ConnectorAn installed connector. Governs who can view and use it.
SkillAn individual skill inside a package, with its own override that can be tighter or wider than the parent package.
Skill packageAn installed skill extension as a whole bundle.
ArtifactAn installed artifact extension.
WorkflowAn installed workflow extension.

Two controls sit on top of every one of these:

  • Co-owner — a direct grant naming a specific user. A co-owner can edit and share the resource without being an organization admin. It is a yes/no grant: someone is a co-owner or they are not.
  • Access policy — the per-operation rules for everyone outside the co-owner set. The same policy shape applies to all seven kinds and controls the operations below.

Across agents, agent runs, connectors, skills, skill packages, artifacts, and workflows, the access policy decides who can:

  • List the resource (does it appear in their listings)
  • Read it (view its detail, including run data and messages for runs)
  • Use / execute it (run an agent, apply a skill)
  • Share it (extend access to others)
  • Manage it (edit it, and — for agents — manage its permissions)

For agent runs specifically, the policy also governs who can approve and respond to mid-run review checkpoints, resume a run, and edit run output. The same checks apply everywhere the resource can be reached — the in-app UI, the background worker, the MCP server, and agent-to-agent calls — so there is no surface that quietly skips them.

A skill package carries a default policy for everything inside it. Any individual skill can override that default, in either direction:

  • Tighter — a sensitive skill inside an otherwise broadly shared package can be restricted to specific users or a narrower level.
  • Wider — a generally useful skill inside a more restricted package can be opened up without opening the whole package.

Set the package policy first to establish the baseline, then adjust individual skills only where they need to differ. This keeps the common case simple and reserves overrides for genuine exceptions.


  1. Open the resource’s permissions screen (the Permissions tab on an agent, or the permissions surface for a skill package or skill).
  2. To give a specific person edit-and-share rights, add them as a co-owner.
  3. To open the resource to a group, set the access policy level (team, organization, or workspace) and the operations that level may perform.
  4. The change is recorded.
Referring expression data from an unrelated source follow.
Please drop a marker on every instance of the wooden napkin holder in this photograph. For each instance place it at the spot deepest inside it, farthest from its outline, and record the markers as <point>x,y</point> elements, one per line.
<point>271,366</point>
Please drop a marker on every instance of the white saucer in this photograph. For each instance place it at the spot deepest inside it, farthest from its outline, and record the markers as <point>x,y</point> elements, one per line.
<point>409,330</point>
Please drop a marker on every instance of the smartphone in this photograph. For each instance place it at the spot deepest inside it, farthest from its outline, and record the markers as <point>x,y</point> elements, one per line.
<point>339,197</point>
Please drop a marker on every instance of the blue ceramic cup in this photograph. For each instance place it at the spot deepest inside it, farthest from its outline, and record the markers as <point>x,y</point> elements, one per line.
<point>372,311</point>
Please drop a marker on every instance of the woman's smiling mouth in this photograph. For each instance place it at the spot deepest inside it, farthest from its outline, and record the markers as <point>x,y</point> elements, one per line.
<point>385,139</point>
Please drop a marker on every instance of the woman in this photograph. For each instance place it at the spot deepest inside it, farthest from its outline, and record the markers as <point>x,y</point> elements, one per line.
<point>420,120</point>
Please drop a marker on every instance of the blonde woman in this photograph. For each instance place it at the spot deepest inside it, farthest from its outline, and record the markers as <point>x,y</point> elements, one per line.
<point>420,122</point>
Every grant writes an audit entry.
  1. Remove the co-owner row, or narrow the access-policy level / operations.
  2. Normal access stops immediately for anyone who only held the revoked grant; existing run records remain for audit.
  3. The revoke is audited like the grant.
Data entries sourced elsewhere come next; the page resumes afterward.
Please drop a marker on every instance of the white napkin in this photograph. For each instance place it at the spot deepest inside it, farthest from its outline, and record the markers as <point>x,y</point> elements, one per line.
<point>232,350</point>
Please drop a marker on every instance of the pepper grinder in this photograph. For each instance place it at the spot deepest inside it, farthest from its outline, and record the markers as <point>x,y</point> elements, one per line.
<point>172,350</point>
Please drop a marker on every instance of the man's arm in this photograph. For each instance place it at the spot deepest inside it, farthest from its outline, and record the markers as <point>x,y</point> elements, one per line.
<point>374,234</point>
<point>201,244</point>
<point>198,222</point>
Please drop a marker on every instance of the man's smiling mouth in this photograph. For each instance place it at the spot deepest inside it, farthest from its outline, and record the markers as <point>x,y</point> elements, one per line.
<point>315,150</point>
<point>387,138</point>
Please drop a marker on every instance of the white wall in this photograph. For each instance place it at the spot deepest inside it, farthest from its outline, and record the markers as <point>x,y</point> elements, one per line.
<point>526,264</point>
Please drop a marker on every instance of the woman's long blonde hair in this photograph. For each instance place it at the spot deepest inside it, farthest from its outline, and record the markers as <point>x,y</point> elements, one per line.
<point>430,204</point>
Ownership transfer (reassigning a resource after a team or organization membership change) is one of the named, audited admin interventions rather than an ad-hoc edit. The admin path captures the original owner, the reason, and a correlation reference so the action is fully traceable. See the ownership_transfer reason in Authorization admin powers.
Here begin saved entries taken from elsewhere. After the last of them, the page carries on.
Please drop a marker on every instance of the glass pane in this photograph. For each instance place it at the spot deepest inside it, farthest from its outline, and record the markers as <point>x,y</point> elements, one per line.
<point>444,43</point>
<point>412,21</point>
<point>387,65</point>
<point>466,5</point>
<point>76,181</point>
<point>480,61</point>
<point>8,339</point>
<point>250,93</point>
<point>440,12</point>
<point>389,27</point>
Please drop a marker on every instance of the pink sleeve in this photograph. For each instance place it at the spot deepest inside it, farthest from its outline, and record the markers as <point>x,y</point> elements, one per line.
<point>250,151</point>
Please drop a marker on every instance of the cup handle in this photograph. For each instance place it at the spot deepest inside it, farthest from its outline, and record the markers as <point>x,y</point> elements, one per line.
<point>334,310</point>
Every grant, revoke, policy change, and admin intervention writes a row to the audit log: who acted, on which resource, what operation, and when. Admins with audit access can review the full history. To review specifically the admin-intervention actions (moderation, data-protection deletes, ownership transfers, incident response), filter the audit log for bypass-flagged events — the audit row is the authorization record for those. The query patterns are in Authorization admin powers.


The permissions screen lists human members and their relations (which organization, team, or project they belong to and at what role). It also surfaces the chat assistant as a principal so you can see it in the same place.

Service accounts and external-agent identities are machine principals. They are governed by the same model but managed alongside the agent-to-agent settings rather than as human rows in the matrix.